他文献は 面足(おもだる)尊・綾惶根(あやかしこね)尊 などと記します。

 オモタルは  ヤオモ(八面)+タル(足る) の略で、ヤオモ(八面)は ヤモ(八方)とイコールです。
 したがって 「八方を足らす(恵む)尊」 という意でしょう。カシコネは カシコ(畏)+ネ(▽和) で、
 「畏き人に和す者・尊と対となる者」 を表すのではないかと考えてます。


■恵る・▽巡幸る (めぐる)
現在の メグル(回る・廻る・巡る) には自動詞の意味しかありませんが、
古くは他動詞の意味がありました。すなわち 「回す・めぐらす・配る」 等の意です。
これは 「恵む・ほどこす」 と同義となりますので、“恵る” と当て字しています。
用途は限定的で、「あちこち巡って恵む」 の意味で使う場合が多いです。

 夫婦の国君は天空を巡る日と月に擬えられます。日と月は昼夜 空を巡りながら
 地を恵んでいますが、夫婦の国君も地を恵んで幸を運ぶ日と月だというわけです。
 それゆえ天皇の “みゆき” は、“御幸・行幸” と当てられ、また “巡幸” とも呼ばれます。

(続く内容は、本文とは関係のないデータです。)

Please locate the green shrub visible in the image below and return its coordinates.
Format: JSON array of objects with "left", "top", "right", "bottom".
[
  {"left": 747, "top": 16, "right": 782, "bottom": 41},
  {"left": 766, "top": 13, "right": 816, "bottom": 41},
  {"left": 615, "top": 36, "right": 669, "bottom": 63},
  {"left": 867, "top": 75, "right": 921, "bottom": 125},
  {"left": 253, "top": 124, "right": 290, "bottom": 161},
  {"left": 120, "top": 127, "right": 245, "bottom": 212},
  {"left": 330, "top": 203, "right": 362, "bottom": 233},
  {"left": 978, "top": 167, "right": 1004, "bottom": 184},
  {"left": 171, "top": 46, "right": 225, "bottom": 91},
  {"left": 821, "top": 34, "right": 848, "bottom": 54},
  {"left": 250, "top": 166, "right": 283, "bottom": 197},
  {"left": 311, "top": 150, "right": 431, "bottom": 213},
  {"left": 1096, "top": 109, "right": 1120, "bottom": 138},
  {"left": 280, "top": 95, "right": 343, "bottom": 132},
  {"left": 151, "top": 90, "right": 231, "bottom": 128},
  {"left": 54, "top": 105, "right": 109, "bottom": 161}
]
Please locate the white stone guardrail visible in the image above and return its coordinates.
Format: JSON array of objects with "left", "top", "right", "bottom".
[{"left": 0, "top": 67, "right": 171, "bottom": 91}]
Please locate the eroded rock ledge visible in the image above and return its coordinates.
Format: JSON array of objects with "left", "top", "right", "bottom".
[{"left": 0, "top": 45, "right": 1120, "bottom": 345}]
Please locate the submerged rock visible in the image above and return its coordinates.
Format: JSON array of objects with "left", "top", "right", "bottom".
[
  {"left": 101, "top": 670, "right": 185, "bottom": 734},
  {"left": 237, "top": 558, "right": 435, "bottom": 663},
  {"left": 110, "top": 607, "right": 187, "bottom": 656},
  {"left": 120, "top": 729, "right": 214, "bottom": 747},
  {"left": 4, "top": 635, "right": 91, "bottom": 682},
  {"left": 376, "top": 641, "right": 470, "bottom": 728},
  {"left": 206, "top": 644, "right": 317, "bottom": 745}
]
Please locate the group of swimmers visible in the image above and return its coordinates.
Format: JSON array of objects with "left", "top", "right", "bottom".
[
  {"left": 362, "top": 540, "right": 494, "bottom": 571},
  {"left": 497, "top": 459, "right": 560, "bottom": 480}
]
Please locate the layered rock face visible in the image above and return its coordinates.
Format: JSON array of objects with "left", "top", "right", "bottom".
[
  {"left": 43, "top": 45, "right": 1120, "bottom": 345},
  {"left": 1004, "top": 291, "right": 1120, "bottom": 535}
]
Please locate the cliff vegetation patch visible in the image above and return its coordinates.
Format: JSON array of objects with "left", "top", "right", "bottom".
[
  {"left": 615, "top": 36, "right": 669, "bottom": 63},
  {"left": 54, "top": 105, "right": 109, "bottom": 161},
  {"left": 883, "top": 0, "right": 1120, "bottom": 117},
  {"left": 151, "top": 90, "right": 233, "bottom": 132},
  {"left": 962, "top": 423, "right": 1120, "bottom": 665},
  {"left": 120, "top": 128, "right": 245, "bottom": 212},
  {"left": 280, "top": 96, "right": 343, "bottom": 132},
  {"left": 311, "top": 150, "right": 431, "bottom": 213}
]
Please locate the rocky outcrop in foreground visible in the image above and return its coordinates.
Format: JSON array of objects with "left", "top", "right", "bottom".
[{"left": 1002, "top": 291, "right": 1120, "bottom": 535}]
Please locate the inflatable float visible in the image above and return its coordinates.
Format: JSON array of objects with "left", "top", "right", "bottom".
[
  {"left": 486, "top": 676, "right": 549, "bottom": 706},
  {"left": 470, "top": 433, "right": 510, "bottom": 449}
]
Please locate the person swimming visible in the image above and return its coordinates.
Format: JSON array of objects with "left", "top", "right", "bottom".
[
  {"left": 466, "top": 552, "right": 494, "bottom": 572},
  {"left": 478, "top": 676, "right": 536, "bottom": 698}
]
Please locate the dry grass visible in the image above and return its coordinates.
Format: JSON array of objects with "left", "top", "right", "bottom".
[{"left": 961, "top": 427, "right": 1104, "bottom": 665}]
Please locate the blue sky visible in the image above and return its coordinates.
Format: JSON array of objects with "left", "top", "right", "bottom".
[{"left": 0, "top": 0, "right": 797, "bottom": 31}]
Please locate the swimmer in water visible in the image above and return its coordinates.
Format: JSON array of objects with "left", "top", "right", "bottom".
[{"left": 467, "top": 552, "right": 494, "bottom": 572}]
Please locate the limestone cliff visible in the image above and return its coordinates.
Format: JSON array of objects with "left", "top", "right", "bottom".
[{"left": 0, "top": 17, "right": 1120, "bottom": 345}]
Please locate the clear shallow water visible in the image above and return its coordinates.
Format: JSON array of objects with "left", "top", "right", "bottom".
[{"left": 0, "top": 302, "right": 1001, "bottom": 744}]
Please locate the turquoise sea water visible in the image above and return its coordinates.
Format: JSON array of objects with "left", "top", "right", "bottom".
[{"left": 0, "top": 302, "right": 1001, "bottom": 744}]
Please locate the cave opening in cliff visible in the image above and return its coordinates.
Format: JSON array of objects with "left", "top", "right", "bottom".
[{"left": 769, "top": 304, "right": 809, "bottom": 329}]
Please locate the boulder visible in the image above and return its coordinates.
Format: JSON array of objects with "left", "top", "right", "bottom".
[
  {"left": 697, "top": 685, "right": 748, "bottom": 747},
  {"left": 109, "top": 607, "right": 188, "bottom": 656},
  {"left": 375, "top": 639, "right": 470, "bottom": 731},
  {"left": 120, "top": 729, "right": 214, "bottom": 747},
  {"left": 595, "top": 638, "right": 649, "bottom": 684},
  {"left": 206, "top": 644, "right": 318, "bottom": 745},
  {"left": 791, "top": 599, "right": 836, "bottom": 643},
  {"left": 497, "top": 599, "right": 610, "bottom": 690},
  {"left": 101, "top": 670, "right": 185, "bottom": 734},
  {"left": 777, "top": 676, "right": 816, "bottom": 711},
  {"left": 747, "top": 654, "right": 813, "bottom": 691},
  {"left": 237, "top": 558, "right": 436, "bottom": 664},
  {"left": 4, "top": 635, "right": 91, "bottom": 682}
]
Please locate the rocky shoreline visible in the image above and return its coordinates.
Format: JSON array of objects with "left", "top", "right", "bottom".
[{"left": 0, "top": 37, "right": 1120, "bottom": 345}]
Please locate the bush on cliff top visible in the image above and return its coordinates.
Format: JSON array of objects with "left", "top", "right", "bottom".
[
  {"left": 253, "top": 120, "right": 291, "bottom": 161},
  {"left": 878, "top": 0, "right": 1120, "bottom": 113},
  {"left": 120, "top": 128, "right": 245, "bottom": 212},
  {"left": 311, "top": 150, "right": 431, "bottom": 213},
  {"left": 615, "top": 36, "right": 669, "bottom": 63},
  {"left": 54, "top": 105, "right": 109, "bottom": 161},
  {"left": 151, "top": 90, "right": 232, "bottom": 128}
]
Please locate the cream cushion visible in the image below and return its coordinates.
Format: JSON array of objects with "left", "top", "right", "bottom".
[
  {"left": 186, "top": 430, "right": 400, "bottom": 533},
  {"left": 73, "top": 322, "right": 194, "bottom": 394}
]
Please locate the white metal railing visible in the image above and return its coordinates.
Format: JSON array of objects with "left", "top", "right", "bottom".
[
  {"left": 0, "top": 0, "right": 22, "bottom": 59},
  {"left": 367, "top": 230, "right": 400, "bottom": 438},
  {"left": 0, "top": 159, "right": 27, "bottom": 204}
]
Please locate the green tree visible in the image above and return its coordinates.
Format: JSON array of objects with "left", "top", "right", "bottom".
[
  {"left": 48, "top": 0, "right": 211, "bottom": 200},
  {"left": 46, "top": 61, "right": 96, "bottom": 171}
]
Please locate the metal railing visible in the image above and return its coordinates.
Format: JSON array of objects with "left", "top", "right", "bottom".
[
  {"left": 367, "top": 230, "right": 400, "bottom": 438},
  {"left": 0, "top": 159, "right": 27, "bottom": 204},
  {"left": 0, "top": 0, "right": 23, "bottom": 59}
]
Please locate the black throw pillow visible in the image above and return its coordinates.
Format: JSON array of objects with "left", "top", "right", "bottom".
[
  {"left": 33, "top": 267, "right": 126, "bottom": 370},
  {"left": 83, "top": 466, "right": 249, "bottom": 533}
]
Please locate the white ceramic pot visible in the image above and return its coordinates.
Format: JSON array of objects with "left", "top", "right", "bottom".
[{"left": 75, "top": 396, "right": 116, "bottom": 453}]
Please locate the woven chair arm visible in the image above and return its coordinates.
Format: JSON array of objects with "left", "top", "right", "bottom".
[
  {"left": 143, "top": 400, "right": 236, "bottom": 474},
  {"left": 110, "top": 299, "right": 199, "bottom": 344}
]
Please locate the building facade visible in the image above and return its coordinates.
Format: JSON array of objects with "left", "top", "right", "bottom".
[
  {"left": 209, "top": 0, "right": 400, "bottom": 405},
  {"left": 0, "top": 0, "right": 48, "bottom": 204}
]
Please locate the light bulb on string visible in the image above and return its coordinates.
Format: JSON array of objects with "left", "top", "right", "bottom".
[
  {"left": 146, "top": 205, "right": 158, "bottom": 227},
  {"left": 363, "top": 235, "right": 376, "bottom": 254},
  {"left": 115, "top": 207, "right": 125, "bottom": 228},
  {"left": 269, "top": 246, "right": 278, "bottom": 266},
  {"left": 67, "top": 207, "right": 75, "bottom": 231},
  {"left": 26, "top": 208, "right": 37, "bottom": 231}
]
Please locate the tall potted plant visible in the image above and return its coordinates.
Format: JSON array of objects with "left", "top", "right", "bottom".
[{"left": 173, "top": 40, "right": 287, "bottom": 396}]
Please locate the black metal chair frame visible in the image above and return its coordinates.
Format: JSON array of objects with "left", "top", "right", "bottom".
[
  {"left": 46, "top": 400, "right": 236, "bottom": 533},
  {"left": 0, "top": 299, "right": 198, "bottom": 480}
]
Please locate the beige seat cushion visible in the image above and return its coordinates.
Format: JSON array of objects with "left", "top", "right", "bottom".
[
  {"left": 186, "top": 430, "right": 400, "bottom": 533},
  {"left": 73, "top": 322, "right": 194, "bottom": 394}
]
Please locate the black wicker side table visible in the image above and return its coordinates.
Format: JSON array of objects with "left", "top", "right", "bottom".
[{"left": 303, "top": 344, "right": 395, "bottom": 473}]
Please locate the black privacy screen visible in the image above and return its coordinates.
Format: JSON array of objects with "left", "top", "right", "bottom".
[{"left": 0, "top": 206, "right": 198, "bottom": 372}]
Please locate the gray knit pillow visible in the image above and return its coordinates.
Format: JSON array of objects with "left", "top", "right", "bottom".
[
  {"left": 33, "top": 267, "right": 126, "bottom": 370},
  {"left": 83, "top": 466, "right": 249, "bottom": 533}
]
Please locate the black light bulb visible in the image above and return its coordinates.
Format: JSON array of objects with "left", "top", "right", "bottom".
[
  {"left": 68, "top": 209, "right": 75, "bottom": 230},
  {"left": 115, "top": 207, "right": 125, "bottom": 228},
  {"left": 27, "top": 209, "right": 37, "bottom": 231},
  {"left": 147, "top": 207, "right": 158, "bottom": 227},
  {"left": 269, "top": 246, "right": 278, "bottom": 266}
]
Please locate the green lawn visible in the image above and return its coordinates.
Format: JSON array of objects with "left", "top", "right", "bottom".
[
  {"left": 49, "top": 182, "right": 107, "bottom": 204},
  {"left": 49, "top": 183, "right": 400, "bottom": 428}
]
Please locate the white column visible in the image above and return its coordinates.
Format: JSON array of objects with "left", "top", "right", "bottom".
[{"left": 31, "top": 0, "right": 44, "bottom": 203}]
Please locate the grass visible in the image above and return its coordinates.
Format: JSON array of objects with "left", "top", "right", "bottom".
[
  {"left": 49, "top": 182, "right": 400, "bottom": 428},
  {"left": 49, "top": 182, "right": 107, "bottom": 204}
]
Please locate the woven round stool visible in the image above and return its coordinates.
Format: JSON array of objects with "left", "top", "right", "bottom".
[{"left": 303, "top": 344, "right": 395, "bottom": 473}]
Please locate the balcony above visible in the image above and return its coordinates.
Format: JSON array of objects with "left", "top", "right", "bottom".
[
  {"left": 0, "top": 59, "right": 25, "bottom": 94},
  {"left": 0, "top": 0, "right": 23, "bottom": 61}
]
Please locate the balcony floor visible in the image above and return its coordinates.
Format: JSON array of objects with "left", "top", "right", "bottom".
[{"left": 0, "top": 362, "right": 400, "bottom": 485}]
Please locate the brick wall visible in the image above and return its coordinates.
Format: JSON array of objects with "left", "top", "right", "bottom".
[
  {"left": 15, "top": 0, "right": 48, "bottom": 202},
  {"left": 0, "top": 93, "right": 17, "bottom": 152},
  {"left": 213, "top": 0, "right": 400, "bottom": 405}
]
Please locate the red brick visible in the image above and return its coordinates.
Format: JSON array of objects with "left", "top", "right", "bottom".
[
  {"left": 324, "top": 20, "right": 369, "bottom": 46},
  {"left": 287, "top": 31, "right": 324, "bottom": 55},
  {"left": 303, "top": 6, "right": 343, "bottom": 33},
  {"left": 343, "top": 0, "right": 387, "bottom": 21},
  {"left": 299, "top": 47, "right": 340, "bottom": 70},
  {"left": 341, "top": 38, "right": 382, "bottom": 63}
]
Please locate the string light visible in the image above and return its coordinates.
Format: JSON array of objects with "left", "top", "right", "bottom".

 天が下 和して恵る 日月こそ 晴れて明るき 民の父母なり 〈ホ7〉


■治す (たす)
ヲサメル(治める)と同じですが、タスは 「足す」 また 「助す」 で、
「足らし助けてほどよく調える」という原義です。

 

【概意】
6代目の嗣のオモタル尊は、カシコネと共に八方を恵みて民を治す。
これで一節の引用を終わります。